Restarting Nine Inch Nails for the first time since 2009, Trent Reznor didn’t return to blasting and shouting. Instead of guitars, pointillistic keyboards build the tension in many of the songs. The music makes every sparse syncopation matter, and it pulls inward instead of lashing out — just right for songs that are more a battle with himself than with the world.

5. M.I.A.

M.I.A. brags a lot on Matangi, her full first name. And she earns it, not entirely for her lyrics but for the dizzying cross-cultural barrage that surrounds them, mashing up geography and technologies. Her sounds are shinier than ever, her refrains are purposefully catchy and her attitude is newly cheerful, which just lets her pack more jolts into each song.

6. Janelle Monáe
The Electric Lady

This installation of Janelle Monáe’s continuing sci-fi epic — about a fugitive android, power, discrimination and rebellion — is actually a romantic prequel. That’s her opportunity to write love songs and invoke strong female role models — her mother included — as she continues to traverse pop history from hip-hop back to big bands, lingering at R&B and soul. Multiple agendas don’t hold back her exuberance.

7. David Bowie
The Next Day

After nearly a decade, David Bowie re-emerged bleak and brittle with The Next Day, an album that confronts mortality with bitter fury. The music looks back to his 1970s Berlin albums, with brusque drums and bristling guitars; as he sees time ravage youth, idealism, love and hope, the lush moments are disconsolate and the glimmers of pop are sardonic. “Just remember, duckies,” he sings. “Everybody gets got.”

8. Tal National

The repeating patterns of funk stay unpredictable in the frenetic grooves of Tal National, a band from Niger.
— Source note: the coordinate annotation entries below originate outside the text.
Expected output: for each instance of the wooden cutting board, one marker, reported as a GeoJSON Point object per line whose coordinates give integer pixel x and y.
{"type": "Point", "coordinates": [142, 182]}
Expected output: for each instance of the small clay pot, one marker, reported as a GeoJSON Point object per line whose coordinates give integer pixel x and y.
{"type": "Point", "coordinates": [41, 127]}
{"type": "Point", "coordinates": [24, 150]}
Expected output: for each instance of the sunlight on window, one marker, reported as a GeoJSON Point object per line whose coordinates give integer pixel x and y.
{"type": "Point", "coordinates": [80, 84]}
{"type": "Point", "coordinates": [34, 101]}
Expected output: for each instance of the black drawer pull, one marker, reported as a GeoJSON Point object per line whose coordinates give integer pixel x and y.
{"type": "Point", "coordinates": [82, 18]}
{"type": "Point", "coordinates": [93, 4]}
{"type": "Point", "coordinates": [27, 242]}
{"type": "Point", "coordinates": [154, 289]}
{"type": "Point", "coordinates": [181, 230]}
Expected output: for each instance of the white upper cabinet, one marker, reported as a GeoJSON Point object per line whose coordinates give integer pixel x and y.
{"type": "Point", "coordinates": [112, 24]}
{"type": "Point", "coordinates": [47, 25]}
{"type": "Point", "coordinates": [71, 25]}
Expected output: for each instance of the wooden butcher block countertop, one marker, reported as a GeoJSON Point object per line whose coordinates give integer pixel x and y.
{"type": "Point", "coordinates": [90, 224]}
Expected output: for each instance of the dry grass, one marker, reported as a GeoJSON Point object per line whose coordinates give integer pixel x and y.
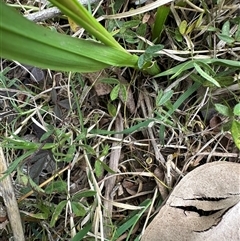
{"type": "Point", "coordinates": [71, 186]}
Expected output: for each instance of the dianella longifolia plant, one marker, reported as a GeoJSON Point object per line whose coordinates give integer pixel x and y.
{"type": "Point", "coordinates": [28, 43]}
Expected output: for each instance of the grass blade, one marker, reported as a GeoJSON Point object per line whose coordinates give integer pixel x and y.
{"type": "Point", "coordinates": [31, 44]}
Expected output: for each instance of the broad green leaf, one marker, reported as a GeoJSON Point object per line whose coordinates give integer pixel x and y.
{"type": "Point", "coordinates": [160, 19]}
{"type": "Point", "coordinates": [235, 131]}
{"type": "Point", "coordinates": [236, 109]}
{"type": "Point", "coordinates": [81, 16]}
{"type": "Point", "coordinates": [31, 44]}
{"type": "Point", "coordinates": [224, 110]}
{"type": "Point", "coordinates": [131, 221]}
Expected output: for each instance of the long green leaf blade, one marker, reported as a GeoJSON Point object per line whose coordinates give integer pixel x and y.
{"type": "Point", "coordinates": [28, 43]}
{"type": "Point", "coordinates": [81, 16]}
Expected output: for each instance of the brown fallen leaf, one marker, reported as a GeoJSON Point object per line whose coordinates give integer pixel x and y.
{"type": "Point", "coordinates": [205, 205]}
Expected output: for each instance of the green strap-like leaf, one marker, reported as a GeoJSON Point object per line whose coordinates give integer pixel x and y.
{"type": "Point", "coordinates": [31, 44]}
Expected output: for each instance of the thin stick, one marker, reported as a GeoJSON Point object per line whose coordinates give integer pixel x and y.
{"type": "Point", "coordinates": [7, 192]}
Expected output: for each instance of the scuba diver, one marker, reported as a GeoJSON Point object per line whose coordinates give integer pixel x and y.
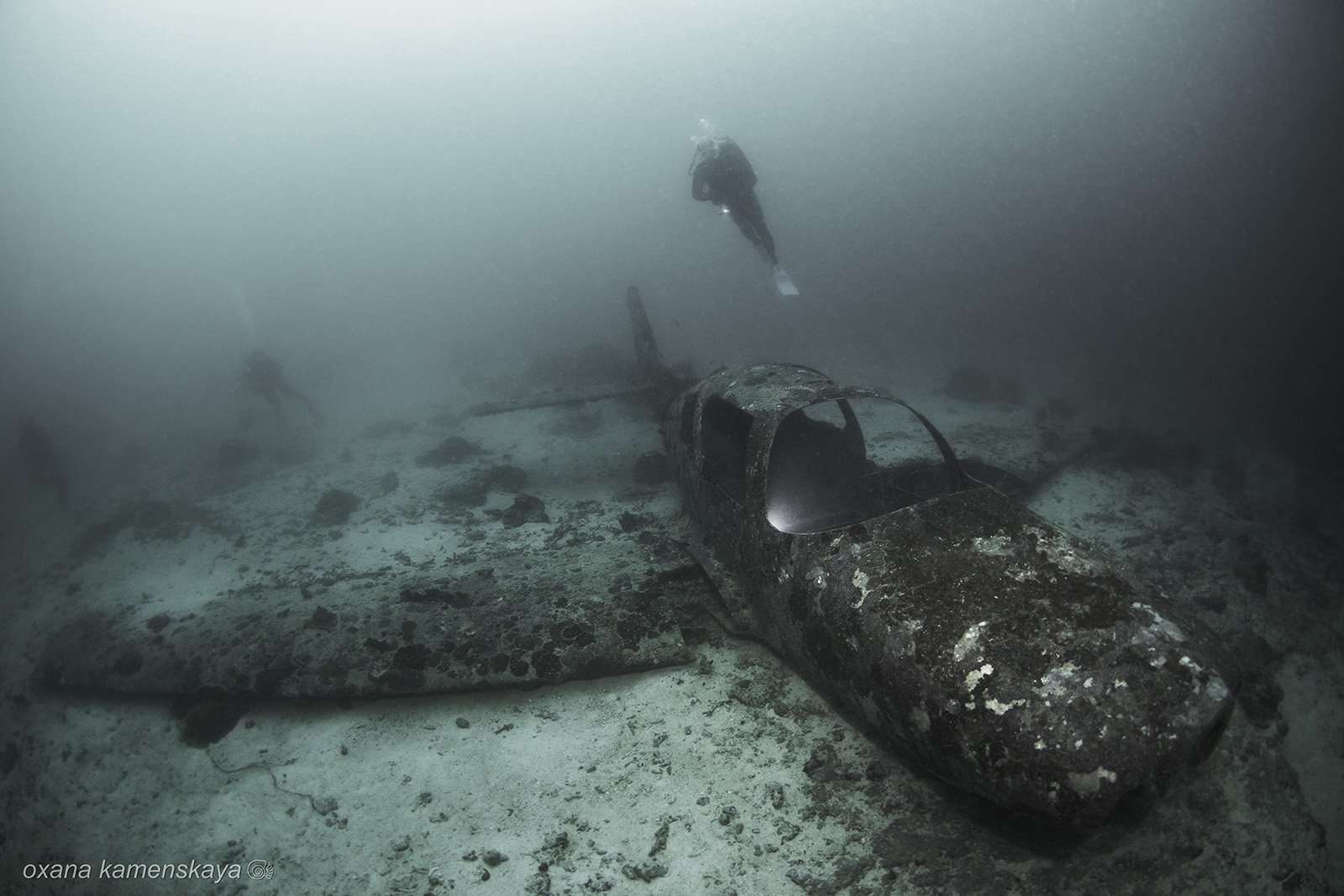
{"type": "Point", "coordinates": [38, 453]}
{"type": "Point", "coordinates": [722, 175]}
{"type": "Point", "coordinates": [262, 376]}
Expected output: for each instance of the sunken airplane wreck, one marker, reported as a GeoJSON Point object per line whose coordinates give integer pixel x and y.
{"type": "Point", "coordinates": [974, 636]}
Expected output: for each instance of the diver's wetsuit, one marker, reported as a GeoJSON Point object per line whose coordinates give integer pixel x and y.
{"type": "Point", "coordinates": [262, 378]}
{"type": "Point", "coordinates": [722, 175]}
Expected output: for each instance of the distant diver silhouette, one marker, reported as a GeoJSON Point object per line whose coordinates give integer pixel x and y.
{"type": "Point", "coordinates": [38, 453]}
{"type": "Point", "coordinates": [262, 376]}
{"type": "Point", "coordinates": [722, 175]}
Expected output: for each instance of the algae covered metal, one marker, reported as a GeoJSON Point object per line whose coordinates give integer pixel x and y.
{"type": "Point", "coordinates": [979, 638]}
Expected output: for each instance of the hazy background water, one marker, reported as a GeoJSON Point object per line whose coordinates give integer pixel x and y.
{"type": "Point", "coordinates": [1132, 199]}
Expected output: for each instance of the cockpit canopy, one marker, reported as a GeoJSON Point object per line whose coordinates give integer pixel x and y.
{"type": "Point", "coordinates": [844, 461]}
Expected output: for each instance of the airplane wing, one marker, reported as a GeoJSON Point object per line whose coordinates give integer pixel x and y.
{"type": "Point", "coordinates": [503, 621]}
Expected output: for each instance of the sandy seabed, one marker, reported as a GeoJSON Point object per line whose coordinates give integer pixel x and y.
{"type": "Point", "coordinates": [723, 775]}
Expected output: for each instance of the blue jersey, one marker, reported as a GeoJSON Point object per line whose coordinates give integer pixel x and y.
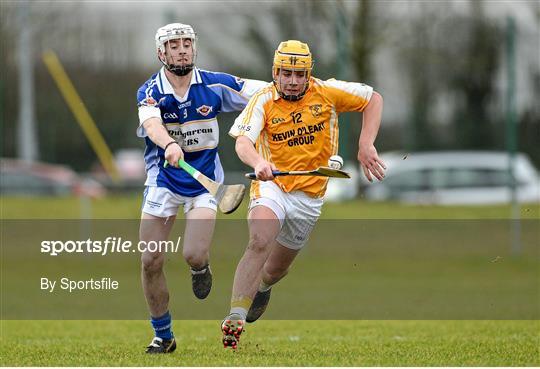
{"type": "Point", "coordinates": [192, 121]}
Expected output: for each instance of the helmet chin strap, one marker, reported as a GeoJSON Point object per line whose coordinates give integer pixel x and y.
{"type": "Point", "coordinates": [179, 70]}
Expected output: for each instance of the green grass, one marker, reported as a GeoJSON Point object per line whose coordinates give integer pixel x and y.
{"type": "Point", "coordinates": [129, 207]}
{"type": "Point", "coordinates": [276, 343]}
{"type": "Point", "coordinates": [299, 342]}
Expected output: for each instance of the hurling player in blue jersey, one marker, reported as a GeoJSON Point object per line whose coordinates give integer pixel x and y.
{"type": "Point", "coordinates": [178, 108]}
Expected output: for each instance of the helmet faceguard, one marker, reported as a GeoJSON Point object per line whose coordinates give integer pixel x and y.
{"type": "Point", "coordinates": [175, 31]}
{"type": "Point", "coordinates": [294, 56]}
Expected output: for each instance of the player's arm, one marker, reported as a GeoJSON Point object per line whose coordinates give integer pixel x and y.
{"type": "Point", "coordinates": [158, 134]}
{"type": "Point", "coordinates": [249, 156]}
{"type": "Point", "coordinates": [367, 154]}
{"type": "Point", "coordinates": [246, 129]}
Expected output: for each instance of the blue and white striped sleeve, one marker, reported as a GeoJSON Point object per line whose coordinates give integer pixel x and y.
{"type": "Point", "coordinates": [235, 92]}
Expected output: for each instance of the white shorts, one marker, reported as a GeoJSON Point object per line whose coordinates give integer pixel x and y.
{"type": "Point", "coordinates": [296, 211]}
{"type": "Point", "coordinates": [162, 202]}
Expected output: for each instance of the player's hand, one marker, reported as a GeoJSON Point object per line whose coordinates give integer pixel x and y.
{"type": "Point", "coordinates": [173, 154]}
{"type": "Point", "coordinates": [370, 162]}
{"type": "Point", "coordinates": [264, 169]}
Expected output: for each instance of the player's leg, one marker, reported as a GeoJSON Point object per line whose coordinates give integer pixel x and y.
{"type": "Point", "coordinates": [200, 223]}
{"type": "Point", "coordinates": [275, 268]}
{"type": "Point", "coordinates": [157, 227]}
{"type": "Point", "coordinates": [302, 214]}
{"type": "Point", "coordinates": [264, 226]}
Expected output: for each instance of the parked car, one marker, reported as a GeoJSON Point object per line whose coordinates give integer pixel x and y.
{"type": "Point", "coordinates": [454, 177]}
{"type": "Point", "coordinates": [18, 178]}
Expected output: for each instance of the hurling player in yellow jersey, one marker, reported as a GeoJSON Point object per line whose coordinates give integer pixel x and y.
{"type": "Point", "coordinates": [291, 124]}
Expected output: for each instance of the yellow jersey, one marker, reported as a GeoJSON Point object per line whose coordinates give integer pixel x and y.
{"type": "Point", "coordinates": [299, 135]}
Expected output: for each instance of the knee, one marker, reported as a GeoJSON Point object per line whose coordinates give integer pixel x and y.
{"type": "Point", "coordinates": [195, 258]}
{"type": "Point", "coordinates": [258, 243]}
{"type": "Point", "coordinates": [152, 262]}
{"type": "Point", "coordinates": [275, 273]}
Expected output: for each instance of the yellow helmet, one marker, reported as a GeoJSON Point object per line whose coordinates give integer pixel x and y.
{"type": "Point", "coordinates": [292, 55]}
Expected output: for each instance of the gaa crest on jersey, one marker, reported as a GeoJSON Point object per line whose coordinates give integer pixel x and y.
{"type": "Point", "coordinates": [149, 101]}
{"type": "Point", "coordinates": [316, 110]}
{"type": "Point", "coordinates": [204, 110]}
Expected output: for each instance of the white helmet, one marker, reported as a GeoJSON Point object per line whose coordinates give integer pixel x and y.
{"type": "Point", "coordinates": [176, 31]}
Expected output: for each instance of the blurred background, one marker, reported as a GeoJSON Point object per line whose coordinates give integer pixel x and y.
{"type": "Point", "coordinates": [459, 78]}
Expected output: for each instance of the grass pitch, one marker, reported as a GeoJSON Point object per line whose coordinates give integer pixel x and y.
{"type": "Point", "coordinates": [276, 343]}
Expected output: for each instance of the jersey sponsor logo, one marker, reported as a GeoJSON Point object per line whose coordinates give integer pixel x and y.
{"type": "Point", "coordinates": [204, 110]}
{"type": "Point", "coordinates": [196, 136]}
{"type": "Point", "coordinates": [316, 110]}
{"type": "Point", "coordinates": [299, 136]}
{"type": "Point", "coordinates": [149, 101]}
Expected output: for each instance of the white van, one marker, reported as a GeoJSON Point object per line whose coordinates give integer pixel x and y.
{"type": "Point", "coordinates": [454, 178]}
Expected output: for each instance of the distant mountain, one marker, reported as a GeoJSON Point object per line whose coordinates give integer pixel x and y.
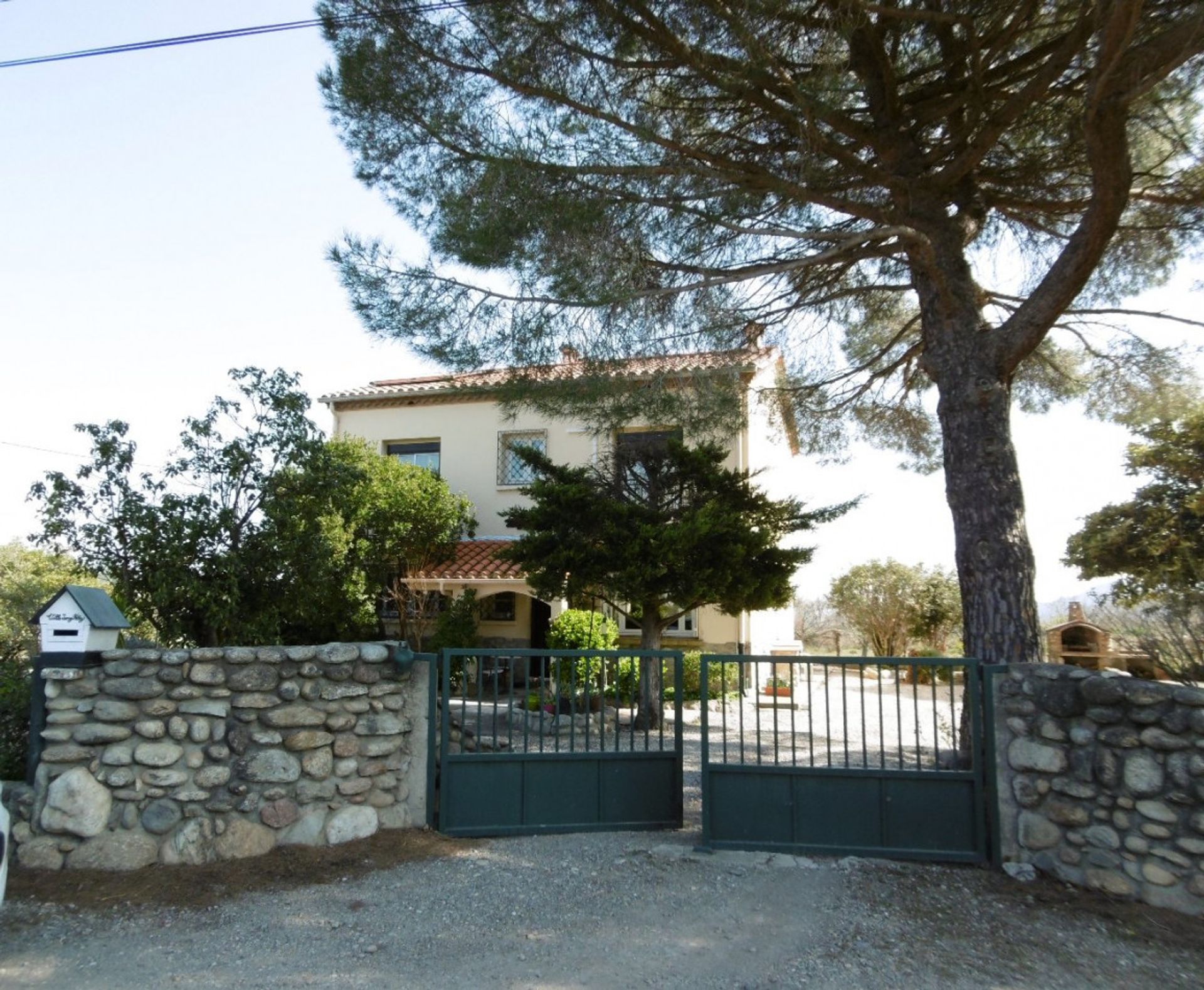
{"type": "Point", "coordinates": [1054, 612]}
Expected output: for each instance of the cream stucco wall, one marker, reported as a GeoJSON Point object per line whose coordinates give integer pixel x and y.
{"type": "Point", "coordinates": [468, 434]}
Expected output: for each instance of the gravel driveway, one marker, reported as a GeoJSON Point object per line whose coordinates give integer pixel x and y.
{"type": "Point", "coordinates": [615, 910]}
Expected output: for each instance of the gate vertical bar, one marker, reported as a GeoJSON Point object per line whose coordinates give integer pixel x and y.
{"type": "Point", "coordinates": [433, 720]}
{"type": "Point", "coordinates": [678, 735]}
{"type": "Point", "coordinates": [977, 749]}
{"type": "Point", "coordinates": [704, 782]}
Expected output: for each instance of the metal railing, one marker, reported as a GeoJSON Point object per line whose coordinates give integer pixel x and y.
{"type": "Point", "coordinates": [552, 701]}
{"type": "Point", "coordinates": [853, 714]}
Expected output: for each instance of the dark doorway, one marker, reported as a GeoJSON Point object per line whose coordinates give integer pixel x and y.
{"type": "Point", "coordinates": [541, 618]}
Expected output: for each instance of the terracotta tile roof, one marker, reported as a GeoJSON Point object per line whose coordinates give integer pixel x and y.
{"type": "Point", "coordinates": [568, 370]}
{"type": "Point", "coordinates": [475, 559]}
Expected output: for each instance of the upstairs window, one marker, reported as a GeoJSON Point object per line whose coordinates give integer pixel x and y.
{"type": "Point", "coordinates": [631, 443]}
{"type": "Point", "coordinates": [501, 608]}
{"type": "Point", "coordinates": [421, 453]}
{"type": "Point", "coordinates": [641, 470]}
{"type": "Point", "coordinates": [512, 470]}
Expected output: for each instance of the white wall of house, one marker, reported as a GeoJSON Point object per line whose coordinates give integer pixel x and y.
{"type": "Point", "coordinates": [470, 431]}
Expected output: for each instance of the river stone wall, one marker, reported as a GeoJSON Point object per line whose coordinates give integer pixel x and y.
{"type": "Point", "coordinates": [1102, 781]}
{"type": "Point", "coordinates": [189, 757]}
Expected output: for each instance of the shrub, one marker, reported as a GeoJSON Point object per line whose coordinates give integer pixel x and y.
{"type": "Point", "coordinates": [719, 676]}
{"type": "Point", "coordinates": [581, 629]}
{"type": "Point", "coordinates": [15, 695]}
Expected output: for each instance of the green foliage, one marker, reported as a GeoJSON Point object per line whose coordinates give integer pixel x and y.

The music keeps leaping ahead with one surprise after another: guitar parts that align and diverge and reconfigure, drumming that pounces on offbeats. The patterns are crisp, complex and tireless, but Tal National is no funk machine: It’s alive.

9. Laura Mvula
Sing to the Moon

Laura Mvula, an English singer and songwriter, arrives like an emissary from an alternate pop timeline, where Nina Simone, Gil Evans, the Swingle Singers and epic film scores loom larger than anything plugged in. Her voice is deliberately modest, and her songs take eccentric shapes; as she ponders her place in the world, orchestras and choirs materialise around her, rising toward a purely sonic redemption.

10. The Haxan Cloak

Bobby Krlic, who records as the Haxan Cloak, plunges deep for the sounds of the ambient, austerely suspenseful Excavation. There are throbs aimed for subwoofers, depth-charge descents, crackles of static and kick-in-the-head impacts. A beat or a pulse might appear and vanish. The tracks are amorphous and unmelodic, but too eventful and sometimes too brutal to recede into the background. This could be the sound of looking into the abyss and having the abyss look back.